We will be re-visiting this open wound in the veteran community over the next several months. Possibly, the parent company of the Citizen, Gannett, can help us out with a feature article in USA Today, which is known for its veteran and military coverage. Or are they too owned by the Insurance Industry?

November 11, 2009

Pruco Life
PO Box 8660
Philadelphia, PA 19176-8660

Denise Holmgren
Vice President, Underwriting:

This letter is in response to your companies response to my request for specific information, which I have requested on multiple occasions yet have failed to receive; a copy of your original letter will not suffice.

Please advise me if I should conclude that your determination of my uninsurability was based on my Post Traumatic Stress Disorder diagnosis in general. I ask this because I have repeatedly requested the specific information (three times) that you utilized in your determination; however, I only received several hundred pages of my VA mental health records without any specific details. Let me be as clear as I can be: I expect you to submit to me the specific language that caused your organization to draw the conclusion that I am not an appropriate candidate for life insurance.

This is my last request for this information that you have an obligation to provide to me in a timely manner. I find it ironic that I am writing this letter to your organization on Veterans’ Day, yet it seems that your company fails to honor veterans who served and became casualties of war.
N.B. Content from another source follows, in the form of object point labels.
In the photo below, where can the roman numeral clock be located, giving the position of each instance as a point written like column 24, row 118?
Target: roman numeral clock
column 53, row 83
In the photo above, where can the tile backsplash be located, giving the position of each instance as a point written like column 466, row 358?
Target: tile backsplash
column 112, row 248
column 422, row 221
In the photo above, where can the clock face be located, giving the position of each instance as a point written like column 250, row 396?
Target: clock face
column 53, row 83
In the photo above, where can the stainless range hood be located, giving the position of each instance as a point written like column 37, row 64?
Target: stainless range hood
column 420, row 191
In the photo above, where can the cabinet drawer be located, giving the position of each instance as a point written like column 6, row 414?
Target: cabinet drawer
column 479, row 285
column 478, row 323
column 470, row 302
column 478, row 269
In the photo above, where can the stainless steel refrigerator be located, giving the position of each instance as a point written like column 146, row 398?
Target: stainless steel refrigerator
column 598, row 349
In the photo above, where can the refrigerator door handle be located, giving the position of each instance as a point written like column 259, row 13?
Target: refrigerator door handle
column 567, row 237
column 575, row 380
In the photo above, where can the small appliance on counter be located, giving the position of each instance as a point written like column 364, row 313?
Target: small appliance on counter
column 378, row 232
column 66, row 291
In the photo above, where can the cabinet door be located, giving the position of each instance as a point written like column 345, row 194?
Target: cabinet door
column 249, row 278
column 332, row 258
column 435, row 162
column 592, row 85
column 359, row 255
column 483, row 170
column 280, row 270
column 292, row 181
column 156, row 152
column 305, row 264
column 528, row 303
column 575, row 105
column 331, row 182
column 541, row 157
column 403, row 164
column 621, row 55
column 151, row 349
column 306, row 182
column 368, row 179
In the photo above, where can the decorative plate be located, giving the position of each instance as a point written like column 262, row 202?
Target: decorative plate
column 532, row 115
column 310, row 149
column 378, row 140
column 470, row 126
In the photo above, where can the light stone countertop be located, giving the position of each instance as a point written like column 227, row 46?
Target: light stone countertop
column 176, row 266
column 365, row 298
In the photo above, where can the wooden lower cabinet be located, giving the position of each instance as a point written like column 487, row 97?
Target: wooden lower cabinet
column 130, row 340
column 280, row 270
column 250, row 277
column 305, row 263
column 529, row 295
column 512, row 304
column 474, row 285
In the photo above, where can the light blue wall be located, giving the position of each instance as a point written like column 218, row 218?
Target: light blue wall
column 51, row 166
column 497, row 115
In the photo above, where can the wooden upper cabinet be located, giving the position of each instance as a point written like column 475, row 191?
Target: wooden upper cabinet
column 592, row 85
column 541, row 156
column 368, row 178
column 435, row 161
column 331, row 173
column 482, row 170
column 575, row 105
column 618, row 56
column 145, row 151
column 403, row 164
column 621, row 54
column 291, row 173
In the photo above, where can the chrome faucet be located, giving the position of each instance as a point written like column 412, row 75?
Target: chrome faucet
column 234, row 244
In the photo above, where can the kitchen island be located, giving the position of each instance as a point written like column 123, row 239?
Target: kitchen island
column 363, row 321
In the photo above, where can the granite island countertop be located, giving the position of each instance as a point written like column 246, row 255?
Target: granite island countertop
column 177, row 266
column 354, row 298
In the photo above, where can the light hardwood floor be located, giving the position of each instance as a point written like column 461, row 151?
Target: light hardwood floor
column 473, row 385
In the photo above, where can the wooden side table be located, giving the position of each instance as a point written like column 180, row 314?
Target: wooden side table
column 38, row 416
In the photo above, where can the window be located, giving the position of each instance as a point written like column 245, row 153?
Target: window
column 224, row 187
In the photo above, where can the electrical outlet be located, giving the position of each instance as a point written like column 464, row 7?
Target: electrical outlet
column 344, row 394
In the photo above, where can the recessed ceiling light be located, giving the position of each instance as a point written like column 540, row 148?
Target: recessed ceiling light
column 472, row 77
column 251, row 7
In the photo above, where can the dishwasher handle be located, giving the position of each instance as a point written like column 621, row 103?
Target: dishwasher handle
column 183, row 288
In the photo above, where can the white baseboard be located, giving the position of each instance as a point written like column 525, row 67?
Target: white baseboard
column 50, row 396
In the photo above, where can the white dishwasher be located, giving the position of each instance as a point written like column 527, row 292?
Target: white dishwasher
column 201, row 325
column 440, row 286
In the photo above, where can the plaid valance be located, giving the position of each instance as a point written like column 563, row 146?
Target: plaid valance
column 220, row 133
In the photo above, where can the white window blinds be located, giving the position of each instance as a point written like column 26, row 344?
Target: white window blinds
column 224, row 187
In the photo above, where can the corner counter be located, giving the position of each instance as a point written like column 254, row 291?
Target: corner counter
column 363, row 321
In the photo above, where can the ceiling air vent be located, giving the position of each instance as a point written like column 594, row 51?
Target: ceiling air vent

The fact that your organization believes that a veteran with a PTSD diagnosis is a poor candidate for a life insurance policy shows that there is great ignorance about this diagnosis within your organization. Had you bothered to check with my psychiatrist because of a concern, you would have discovered that I am much more than the basic notes that he wrote. You were too busy to do that because we know that the business of American business is the bottom line. For veterans like myself, when I volunteered to serve as a combat Marine in Vietnam in 1967 and 1968, my bottom line was to defend your freedom and to protect my fellow Marines. I guess our values do not coincide.

In closing, I ask you to re-evaluated your process for determining insurability in the area of Post Traumatic Stress Disorder. Regardless, it only makes sense that potential recruits to the Armed Forces should be made aware through full disclosure that serving is also hazardous to their insurability should they be traumatized by of combat. As a retired English teacher with too much time on his hands, I will gladly set the educational process in motion. I think it is time that people learn how your organization actually “supports” the troops.